The James W. Cooper Fellows sponsor a number of programs aimed at students in middle school, high school, and law school to improve attendance, graduate rates, and placements at legal aid organizations that serve Connecticut's most vulnerable residents. Follow the links below to learn more about any of the programs listed.
The James W. Cooper Fellows sponsor an annual Essay Contest open to high school students throughout Connecticut. The Essay Contest was started in 2000 to get young people in Connecticut thinking about and exploring legal issues relevant to them and the legal profession. In 2011, the Essay Contest was named after Quintin Johnstone, who was a professor at Yale Law School before his death in 2014. Johnstone served as past president of the Connecticut Bar Foundation, participated in a variety of Fellows Projects for many years, and was a longtime member of the Fellows Education and Program Committee, which helps to organize Fellows projects like the annual Essay Contest. To learn more about this program, click on the link above.

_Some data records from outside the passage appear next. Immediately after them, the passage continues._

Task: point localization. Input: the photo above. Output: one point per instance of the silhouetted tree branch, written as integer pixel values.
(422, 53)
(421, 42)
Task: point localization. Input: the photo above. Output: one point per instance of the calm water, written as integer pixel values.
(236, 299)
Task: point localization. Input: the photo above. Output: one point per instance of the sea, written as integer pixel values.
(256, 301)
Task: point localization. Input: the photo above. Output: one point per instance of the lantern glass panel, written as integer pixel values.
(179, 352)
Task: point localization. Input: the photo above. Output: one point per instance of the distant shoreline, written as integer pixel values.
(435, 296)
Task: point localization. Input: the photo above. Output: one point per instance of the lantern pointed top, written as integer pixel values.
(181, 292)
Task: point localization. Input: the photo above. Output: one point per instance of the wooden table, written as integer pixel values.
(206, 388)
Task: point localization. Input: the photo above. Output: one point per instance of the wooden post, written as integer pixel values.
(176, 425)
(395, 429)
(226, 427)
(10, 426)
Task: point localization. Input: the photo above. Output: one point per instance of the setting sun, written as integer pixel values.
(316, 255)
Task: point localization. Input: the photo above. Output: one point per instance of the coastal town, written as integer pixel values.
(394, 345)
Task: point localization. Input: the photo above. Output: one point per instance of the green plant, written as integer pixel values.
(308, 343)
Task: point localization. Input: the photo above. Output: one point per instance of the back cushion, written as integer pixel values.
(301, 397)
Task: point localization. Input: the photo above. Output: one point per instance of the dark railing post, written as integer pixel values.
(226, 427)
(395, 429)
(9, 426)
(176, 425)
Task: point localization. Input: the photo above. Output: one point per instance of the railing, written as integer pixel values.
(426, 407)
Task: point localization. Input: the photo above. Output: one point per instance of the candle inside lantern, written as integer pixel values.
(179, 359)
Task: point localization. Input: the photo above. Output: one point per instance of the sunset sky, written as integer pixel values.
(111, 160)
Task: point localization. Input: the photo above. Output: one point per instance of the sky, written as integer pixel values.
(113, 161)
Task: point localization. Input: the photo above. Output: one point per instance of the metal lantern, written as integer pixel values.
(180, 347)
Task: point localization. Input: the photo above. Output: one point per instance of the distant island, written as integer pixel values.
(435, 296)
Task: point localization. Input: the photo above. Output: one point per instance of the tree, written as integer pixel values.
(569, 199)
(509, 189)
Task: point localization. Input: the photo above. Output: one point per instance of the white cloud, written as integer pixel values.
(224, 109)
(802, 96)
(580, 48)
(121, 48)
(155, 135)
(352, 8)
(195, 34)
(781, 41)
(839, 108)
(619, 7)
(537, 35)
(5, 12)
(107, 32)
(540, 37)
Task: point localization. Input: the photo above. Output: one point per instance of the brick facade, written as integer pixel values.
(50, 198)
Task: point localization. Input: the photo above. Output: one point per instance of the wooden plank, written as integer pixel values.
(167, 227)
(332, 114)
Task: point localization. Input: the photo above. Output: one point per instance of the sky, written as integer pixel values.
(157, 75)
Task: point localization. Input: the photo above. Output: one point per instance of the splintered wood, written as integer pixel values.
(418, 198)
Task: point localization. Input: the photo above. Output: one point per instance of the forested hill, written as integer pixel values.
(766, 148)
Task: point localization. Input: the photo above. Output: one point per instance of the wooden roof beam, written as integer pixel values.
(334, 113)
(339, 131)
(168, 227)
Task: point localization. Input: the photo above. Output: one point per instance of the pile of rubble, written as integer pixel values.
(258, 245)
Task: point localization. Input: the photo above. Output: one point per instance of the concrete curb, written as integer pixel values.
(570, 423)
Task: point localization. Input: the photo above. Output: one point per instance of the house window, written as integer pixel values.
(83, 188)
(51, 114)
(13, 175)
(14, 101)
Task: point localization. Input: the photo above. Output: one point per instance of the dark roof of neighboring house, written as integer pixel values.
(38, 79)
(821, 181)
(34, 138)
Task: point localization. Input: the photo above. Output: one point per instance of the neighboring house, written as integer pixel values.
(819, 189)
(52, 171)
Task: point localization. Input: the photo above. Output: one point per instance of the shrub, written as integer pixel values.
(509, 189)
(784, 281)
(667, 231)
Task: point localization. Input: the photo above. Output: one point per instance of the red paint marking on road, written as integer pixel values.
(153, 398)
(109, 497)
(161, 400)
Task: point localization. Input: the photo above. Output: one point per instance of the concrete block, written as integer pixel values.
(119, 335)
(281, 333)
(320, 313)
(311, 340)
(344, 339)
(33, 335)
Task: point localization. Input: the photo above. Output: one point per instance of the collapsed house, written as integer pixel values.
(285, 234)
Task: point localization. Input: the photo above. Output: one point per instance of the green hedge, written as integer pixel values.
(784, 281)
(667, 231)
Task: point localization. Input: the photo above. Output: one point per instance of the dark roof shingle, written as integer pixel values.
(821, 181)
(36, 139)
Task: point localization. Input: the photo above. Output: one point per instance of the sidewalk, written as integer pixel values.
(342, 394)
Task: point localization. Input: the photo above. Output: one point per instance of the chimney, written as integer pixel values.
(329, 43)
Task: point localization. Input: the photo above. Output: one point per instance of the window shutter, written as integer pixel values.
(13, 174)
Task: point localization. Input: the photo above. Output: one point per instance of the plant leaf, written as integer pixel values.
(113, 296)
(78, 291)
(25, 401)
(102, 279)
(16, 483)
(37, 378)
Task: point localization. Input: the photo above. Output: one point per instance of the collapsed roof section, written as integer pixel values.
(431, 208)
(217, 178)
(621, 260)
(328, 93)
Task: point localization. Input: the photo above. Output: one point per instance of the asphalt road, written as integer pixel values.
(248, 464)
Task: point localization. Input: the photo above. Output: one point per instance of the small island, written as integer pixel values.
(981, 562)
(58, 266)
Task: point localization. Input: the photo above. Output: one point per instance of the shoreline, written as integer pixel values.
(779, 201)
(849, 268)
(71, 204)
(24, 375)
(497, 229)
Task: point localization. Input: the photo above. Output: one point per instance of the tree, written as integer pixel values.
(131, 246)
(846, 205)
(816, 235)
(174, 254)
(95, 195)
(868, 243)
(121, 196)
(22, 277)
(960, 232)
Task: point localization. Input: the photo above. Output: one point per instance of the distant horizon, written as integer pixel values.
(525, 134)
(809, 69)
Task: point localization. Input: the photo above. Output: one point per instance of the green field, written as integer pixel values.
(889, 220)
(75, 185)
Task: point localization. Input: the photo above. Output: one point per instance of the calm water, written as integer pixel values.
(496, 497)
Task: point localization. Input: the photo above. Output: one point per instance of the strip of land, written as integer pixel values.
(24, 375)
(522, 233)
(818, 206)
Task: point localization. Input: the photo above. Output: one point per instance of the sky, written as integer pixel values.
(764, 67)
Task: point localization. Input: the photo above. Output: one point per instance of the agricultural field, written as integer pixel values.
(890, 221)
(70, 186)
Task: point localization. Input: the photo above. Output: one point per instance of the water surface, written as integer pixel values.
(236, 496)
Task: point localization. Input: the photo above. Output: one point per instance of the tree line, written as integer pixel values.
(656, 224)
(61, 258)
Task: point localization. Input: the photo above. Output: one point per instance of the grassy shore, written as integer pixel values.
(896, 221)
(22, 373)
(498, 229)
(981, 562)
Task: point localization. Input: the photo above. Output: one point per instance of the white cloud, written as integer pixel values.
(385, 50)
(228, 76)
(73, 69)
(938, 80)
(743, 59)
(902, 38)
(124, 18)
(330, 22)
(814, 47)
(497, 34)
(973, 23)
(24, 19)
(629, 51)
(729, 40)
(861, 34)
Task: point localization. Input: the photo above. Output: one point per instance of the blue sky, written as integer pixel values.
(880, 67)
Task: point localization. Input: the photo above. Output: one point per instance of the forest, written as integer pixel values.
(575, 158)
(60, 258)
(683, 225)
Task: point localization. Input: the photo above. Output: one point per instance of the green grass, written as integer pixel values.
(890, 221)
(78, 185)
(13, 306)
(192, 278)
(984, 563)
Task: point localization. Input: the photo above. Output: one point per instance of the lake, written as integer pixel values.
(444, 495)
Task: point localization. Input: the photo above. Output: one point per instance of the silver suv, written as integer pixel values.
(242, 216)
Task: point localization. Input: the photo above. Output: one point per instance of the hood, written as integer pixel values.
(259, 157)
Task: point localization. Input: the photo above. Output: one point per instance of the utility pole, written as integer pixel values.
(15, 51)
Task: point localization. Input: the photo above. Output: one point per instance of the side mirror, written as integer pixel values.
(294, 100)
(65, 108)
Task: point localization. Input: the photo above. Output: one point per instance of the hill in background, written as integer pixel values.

The mission of the Singer Connecticut Public Service Fellowship program is to have a long term impact on access to justice in Connecticut by funding and supporting the placement of talented new lawyers with legal services organizations within the state. By working together, the Singer Foundation and the Connecticut Bar Foundation seek to achieve the shared goals of encouraging new attorneys to enter the field of public service law in Connecticut and creating a fairer system of justice for all our residents, particularly for those who cannot afford a lawyer. To learn more about this program, click on the link above.
The James W. Cooper Fellows and Hartford Promise have teamed up to create a concentrated program to provide Fellows the opportunity to serve as mentors for a cohort of Hartford Promise’s potential “Promise Scholars.” The initial pilot program started in the fall of the 2017-2018 academic year. It proved to be beneficial to many of the student mentees and very satisfying for their Fellow mentors and has now become an annual program. To learn more about this opportunity, click on the link above.
The goal of the Truancy Intervention Project is to improve school attendance for New Britain middle school students experiencing excessive absenteeism through the intervention of attorney volunteers who serve as advocates and role models for the students. The Project is funded primarily through grants from the American Savings Foundation and the Connecticut Bar Foundation. Invaluable support for the Project has been provided by Connecticut Legal Services, Inc., the Children’s Law Center of Connecticut, Inc., and the Connecticut Bar Association. Between the Project’s inception in 2006 and April of 2016, 160 children were enrolled and 137 advocates were trained as volunteers. In 2015, 54% of enrolled students improved their attendance and were no longer categorized as chronically absent.